By Eames Yates
May 30, 2013
Lowndes County, GA
So far this week three animals in South Georgia have tested positive for Eastern Equine Encephalitis, known as EEE. Two of the animals are horses which are at the highest risk.
Edna Cooper operates Shiloh Stables. She said "You look like you've got a horse that's on drugs. I mean literally they look dizzy and to the point that they just can't get up anymore."
The virus is spread through mosquito. So far it's just been animals, but humans can catch it too. Which could lead to seizures or a coma.
Elsie Napier is the Southern Health District Deputy Director. She said "there is not a cure for EEE. The physicians will usually treat symptomatically so prevention again is the best threshold we have."
Edna Cooper's horses have never tested positive for EEE for two reasons: horse vaccinations and changing its water regularly which can often mean the difference between life and death. As for humans, it's crucial not to ignore the signs.

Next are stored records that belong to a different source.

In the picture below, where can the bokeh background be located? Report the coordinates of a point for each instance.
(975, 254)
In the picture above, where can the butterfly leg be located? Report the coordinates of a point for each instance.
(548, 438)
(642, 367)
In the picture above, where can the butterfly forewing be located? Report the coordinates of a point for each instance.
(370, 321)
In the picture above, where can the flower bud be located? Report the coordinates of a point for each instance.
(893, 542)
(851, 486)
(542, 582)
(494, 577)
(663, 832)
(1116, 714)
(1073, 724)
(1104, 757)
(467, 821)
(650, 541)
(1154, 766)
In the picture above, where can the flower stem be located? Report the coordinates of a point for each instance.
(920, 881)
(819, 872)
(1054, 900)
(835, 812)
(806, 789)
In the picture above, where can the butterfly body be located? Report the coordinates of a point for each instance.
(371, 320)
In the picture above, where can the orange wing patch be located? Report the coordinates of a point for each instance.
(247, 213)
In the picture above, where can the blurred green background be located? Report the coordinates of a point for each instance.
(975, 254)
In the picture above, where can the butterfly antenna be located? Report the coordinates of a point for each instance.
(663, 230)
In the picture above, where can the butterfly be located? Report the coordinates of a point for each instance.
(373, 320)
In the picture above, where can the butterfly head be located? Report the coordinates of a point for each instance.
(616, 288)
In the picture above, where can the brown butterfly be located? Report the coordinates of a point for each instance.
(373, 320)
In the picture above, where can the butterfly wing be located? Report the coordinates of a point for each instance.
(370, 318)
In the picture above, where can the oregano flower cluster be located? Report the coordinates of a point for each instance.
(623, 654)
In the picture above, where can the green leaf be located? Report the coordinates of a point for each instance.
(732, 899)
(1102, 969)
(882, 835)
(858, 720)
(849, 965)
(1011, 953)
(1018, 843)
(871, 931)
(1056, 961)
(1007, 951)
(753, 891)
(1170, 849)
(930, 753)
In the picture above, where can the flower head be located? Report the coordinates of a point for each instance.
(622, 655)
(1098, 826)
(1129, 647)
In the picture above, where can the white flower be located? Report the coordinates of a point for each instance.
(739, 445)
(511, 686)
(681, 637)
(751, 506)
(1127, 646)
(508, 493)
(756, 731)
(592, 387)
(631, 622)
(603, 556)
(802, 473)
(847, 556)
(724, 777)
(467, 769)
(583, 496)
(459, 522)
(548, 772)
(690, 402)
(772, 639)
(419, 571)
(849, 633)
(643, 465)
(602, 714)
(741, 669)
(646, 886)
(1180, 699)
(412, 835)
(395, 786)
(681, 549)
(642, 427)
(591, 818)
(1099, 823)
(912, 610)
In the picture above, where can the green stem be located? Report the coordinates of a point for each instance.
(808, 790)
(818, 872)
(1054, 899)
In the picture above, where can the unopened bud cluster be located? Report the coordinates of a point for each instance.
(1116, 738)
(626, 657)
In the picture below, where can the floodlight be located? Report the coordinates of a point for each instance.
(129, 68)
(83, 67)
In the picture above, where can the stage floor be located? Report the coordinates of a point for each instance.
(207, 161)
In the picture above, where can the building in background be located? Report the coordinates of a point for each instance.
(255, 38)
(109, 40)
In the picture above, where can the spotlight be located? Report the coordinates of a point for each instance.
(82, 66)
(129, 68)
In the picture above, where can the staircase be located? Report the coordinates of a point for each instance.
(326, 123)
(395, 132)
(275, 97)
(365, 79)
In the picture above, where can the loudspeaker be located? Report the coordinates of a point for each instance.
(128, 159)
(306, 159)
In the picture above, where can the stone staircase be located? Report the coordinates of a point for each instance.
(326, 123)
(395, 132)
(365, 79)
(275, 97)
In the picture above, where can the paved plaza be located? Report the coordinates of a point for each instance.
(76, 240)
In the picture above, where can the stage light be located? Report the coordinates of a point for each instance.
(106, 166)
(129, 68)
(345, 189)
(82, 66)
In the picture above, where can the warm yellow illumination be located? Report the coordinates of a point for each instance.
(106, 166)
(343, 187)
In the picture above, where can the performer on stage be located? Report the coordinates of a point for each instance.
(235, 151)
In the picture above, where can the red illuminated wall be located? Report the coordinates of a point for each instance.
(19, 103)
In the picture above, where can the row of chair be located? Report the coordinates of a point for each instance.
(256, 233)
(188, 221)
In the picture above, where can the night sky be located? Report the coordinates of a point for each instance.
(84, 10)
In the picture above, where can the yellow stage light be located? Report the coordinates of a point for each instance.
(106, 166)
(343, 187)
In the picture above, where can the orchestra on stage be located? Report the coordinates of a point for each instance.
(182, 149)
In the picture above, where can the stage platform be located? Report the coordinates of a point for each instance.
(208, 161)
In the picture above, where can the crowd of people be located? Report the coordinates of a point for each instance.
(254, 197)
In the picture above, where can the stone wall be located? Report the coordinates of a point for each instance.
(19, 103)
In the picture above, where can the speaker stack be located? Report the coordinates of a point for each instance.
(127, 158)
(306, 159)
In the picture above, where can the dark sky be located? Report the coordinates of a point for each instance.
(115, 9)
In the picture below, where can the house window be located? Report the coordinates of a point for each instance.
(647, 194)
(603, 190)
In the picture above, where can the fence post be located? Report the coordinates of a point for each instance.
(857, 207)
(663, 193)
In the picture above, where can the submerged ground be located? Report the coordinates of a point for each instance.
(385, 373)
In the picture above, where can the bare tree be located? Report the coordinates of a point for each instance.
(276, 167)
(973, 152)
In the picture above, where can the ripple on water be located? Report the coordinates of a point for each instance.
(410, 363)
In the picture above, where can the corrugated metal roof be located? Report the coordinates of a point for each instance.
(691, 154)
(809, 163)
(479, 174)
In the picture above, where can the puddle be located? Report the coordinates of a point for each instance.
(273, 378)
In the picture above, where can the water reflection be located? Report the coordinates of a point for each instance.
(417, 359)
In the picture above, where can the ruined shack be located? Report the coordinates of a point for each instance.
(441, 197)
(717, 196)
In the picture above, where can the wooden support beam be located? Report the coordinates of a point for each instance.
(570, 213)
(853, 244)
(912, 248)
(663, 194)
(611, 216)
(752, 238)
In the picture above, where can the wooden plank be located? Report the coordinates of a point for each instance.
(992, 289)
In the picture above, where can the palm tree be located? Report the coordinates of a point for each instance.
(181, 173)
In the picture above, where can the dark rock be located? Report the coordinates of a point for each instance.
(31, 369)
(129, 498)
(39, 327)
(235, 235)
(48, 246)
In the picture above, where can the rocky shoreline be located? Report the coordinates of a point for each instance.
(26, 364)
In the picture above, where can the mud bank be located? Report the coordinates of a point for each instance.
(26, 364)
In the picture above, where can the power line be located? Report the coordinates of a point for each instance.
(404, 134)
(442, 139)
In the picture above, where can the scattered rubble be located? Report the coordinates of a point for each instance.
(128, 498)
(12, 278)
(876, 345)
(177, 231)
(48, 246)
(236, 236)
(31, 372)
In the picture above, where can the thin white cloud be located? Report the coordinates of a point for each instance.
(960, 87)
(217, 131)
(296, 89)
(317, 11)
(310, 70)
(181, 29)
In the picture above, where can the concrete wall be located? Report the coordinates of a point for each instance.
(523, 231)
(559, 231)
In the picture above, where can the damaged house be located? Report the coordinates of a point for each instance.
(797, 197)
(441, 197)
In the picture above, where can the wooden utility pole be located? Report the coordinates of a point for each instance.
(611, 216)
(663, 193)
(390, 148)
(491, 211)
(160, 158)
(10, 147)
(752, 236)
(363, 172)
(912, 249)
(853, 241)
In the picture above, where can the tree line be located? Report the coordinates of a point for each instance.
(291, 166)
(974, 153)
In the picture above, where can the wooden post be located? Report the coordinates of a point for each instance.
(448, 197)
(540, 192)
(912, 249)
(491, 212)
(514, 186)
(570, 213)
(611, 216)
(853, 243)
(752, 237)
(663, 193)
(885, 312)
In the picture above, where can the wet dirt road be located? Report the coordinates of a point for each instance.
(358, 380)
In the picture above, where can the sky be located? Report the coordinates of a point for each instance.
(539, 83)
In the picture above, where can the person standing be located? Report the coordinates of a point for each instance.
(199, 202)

Napier went on to say "You really need to call a doctor if you begin to feel ill after being bitten by a mosquito, if you begin to develop any symptoms such as onset of sudden fever, muscle weakness, headache, those type things."
The Southern Health District emphasized checking your screens to make sure there's no holes that mosquitoes can get in. Also using Deet bug spray if you're going to be outside for a while.